Foto hot di Diletta Leotta rubate, aperto fascicolo: «Così sono entrati nel telefono, attenzione»

Mattinata in Procura

Ieri mattina la presentatrice e giornalista tv, Diletta Leotta, è stata ascoltata in procura a Roma come parte lesa nelle indagini a carico di un minorenne e di chi comprò e rubò le sue immagini private nel 2016. I magistrati di piazzale Clodio hanno aperto un fascicolo per ricettazione a carico di chi pubblicò delle immagini private della conduttrice tv siciliana trafugate dal suo account.

Il presunto hacker, un minorenne, è indagato a Milano. Inoltre l’nchiesta sulla ricettazione è a carico anche di alcune testate online che comprarono e diffusero le immagini contenute nello smartphone della giornalista. La star tv catanese era accompagnata dalla sorella Federica, qui nelle vesti di suo avvocato.

I media

La 27enne, Diletta Leotta, che conta 4 milioni circa di followers sui social media, diffuse tramite il suo ufficio stampa un comunicato, come riportato dal sito corriere della sera.

Comunicato

«Quello che è successo oggi è estremamente grave. Il telefono portatile di Diletta Leotta è stato hackerato e alcune sue foto privatissime di alcuni anni fa. In realtà insieme ad evidenti fotomontaggi, in queste ore sono distribuite in rete da moltissime persone. Diletta ha subito una gravissima violazione della privacy, è molto amareggiata ma nello stesso tempo indignata e pronta a gestire questa vicenda.

Il suo pensiero è rivolto a ragazze più giovani, magari meno solide. Cercando di condividere la sua esperienza sul fatto che chiunque distribuisce con leggerezza una foto privata magari di un amico, di una fidanzata o di una ex. Senza chiedere il suo consenso commette un reato».
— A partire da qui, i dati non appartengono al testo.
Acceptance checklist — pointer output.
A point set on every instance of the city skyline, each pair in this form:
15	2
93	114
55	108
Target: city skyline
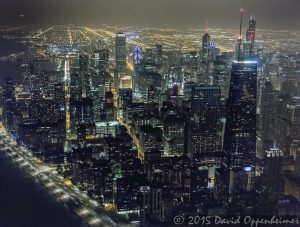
149	124
273	14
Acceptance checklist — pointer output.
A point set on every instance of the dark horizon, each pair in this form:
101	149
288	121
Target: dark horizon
272	14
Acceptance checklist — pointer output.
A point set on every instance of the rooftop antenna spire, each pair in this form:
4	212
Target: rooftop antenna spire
241	22
206	26
240	37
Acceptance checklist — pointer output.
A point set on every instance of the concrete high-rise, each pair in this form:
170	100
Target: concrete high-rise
121	52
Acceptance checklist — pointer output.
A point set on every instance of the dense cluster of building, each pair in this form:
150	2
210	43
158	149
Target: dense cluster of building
157	133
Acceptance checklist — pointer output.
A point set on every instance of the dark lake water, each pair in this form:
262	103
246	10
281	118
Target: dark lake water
25	203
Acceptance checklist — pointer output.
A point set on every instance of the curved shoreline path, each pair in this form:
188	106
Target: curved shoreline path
23	202
74	200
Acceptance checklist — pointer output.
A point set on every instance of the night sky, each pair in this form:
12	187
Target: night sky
272	14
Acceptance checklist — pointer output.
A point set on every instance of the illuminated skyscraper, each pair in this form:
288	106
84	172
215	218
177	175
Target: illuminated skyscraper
250	34
240	130
9	100
121	52
84	63
205	47
250	37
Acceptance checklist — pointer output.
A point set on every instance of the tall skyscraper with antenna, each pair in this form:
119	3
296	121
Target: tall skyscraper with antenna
240	130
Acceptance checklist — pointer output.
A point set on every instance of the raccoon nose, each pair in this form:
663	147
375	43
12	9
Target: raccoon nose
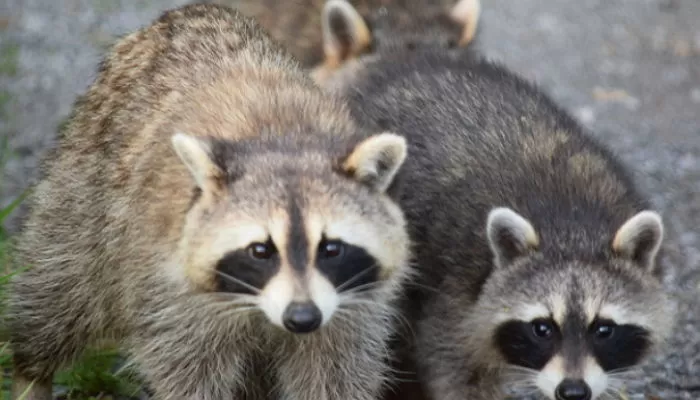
302	317
573	389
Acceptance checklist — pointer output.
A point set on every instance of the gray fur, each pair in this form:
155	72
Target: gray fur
118	231
483	138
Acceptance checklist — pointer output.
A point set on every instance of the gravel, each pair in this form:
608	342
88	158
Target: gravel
628	69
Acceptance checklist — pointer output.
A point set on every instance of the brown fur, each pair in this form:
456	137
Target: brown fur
296	24
582	247
121	240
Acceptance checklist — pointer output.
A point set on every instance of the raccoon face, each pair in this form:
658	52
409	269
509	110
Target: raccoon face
348	36
295	235
573	327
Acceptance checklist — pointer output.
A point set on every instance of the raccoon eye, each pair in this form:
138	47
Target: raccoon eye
262	251
330	249
542	328
603	330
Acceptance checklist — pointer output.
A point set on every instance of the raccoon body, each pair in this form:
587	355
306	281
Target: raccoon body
213	211
536	253
323	34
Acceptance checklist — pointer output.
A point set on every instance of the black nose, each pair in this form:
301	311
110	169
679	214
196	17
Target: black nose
573	389
302	317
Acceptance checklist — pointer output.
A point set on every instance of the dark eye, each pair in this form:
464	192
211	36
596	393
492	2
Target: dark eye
262	251
330	249
542	329
603	330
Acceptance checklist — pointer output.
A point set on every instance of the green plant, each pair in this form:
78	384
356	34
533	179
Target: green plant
97	374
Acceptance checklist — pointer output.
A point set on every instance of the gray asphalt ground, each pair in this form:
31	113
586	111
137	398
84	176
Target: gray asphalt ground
628	69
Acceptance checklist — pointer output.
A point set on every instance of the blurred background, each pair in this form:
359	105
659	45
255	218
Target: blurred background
627	69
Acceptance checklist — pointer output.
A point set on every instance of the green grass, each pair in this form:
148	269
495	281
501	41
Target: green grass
96	376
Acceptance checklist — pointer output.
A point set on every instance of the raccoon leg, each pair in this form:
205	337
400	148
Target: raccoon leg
347	364
27	389
183	355
48	327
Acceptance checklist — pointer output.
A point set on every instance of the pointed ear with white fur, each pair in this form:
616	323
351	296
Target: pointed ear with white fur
639	238
345	33
467	13
509	235
196	155
376	160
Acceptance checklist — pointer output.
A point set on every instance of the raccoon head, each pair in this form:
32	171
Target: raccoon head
294	232
347	35
571	326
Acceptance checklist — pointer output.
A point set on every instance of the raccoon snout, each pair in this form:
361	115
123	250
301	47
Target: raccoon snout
302	317
573	389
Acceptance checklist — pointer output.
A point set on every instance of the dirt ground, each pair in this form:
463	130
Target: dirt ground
628	69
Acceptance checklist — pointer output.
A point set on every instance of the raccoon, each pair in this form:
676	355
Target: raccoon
536	253
215	213
359	26
406	25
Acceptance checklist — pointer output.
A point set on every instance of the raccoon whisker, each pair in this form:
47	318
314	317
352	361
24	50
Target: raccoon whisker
231	297
614	393
363	288
522	370
621	372
419	285
346	318
356	277
238	281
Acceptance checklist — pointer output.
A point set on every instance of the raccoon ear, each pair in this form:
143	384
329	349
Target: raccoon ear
509	235
196	155
467	13
639	238
345	33
376	160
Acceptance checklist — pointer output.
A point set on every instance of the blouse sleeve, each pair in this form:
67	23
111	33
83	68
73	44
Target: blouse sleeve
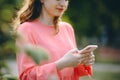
27	68
80	70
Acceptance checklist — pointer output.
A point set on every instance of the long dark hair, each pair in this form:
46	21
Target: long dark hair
30	11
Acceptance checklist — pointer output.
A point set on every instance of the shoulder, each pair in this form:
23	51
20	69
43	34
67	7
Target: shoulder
66	25
26	26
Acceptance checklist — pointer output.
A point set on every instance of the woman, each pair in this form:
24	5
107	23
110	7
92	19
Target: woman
40	25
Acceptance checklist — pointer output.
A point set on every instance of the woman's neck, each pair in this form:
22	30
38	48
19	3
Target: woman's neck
46	19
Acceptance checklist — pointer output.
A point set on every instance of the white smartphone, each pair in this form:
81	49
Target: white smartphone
89	48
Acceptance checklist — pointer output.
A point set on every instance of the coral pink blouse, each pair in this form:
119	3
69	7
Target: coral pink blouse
42	35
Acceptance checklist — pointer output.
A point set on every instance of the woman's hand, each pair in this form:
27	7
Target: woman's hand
71	59
89	59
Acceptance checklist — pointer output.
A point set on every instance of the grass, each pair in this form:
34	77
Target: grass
104	76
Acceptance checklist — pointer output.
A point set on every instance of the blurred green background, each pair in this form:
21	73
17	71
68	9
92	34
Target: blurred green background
94	22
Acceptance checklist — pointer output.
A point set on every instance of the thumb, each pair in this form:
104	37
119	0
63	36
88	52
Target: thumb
75	50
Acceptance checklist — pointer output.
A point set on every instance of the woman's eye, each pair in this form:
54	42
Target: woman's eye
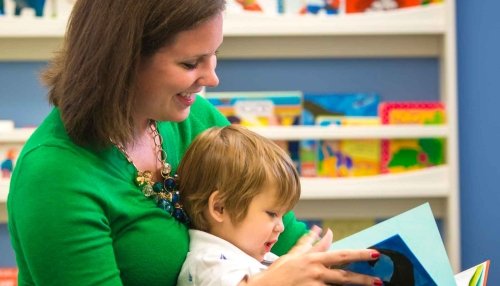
190	66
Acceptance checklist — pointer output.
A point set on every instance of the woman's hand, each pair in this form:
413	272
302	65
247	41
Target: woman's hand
309	263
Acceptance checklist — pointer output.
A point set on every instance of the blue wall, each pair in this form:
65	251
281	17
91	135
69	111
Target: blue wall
23	100
22	97
479	89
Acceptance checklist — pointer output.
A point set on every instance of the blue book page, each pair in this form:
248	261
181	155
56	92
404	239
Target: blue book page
413	233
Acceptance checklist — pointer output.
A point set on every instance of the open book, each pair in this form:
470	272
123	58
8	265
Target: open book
412	252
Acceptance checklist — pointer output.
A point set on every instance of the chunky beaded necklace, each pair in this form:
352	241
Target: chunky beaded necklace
165	193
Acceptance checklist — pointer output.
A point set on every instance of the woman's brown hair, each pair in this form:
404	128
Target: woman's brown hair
239	164
92	80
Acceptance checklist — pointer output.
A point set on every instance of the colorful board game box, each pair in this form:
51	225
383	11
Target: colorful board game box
348	157
263	108
399	155
331	104
359	6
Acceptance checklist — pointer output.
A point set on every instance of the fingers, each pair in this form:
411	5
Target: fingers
324	243
307	241
343	277
342	257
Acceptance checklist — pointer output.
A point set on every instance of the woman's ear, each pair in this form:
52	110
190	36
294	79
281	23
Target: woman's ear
216	207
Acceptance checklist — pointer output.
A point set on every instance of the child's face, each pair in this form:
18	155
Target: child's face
259	230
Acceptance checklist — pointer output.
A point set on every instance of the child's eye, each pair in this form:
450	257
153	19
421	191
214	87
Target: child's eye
190	66
272	214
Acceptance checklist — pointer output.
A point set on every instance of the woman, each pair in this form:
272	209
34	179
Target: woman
92	200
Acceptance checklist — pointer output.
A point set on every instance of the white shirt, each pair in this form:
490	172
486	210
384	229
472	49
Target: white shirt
214	261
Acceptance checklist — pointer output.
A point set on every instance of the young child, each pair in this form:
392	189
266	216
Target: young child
235	186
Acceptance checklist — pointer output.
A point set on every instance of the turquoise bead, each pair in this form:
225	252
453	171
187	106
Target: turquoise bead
169	183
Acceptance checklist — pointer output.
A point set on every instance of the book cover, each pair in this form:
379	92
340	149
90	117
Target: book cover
474	276
344	227
331	104
399	155
412	249
263	108
347	157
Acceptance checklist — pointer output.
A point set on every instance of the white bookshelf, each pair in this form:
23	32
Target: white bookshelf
412	33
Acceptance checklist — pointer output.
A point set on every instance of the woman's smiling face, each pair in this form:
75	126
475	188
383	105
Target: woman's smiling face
169	80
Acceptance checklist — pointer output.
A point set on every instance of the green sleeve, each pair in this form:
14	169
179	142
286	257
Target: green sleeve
64	238
293	231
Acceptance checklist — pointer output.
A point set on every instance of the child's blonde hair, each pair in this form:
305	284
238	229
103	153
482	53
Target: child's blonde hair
239	164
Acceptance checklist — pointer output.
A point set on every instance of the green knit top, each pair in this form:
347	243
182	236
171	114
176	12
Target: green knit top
77	218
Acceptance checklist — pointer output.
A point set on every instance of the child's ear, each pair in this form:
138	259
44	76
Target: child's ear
216	207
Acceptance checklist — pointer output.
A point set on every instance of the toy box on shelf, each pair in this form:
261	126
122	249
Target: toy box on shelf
318	105
398	155
348	158
357	6
263	108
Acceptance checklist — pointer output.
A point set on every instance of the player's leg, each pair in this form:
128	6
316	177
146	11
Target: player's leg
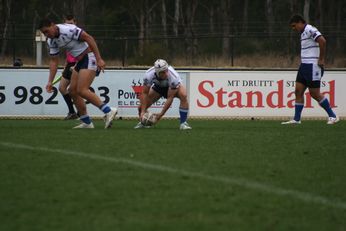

A distanza di mesi la Leotta tornò a parlare dell’accaduto: «Rifarei quelle foto e soprattutto farei più attenzione alle password dei miei account. Sicuramente non è stato un momento bello. Il fatto di essere un personaggio pubblico mi ha dato la forza di reagire con grinta e positività. Se questa reazione forte fosse stata imitata anche solo da una ragazza con una storia simile sarebbe un successo».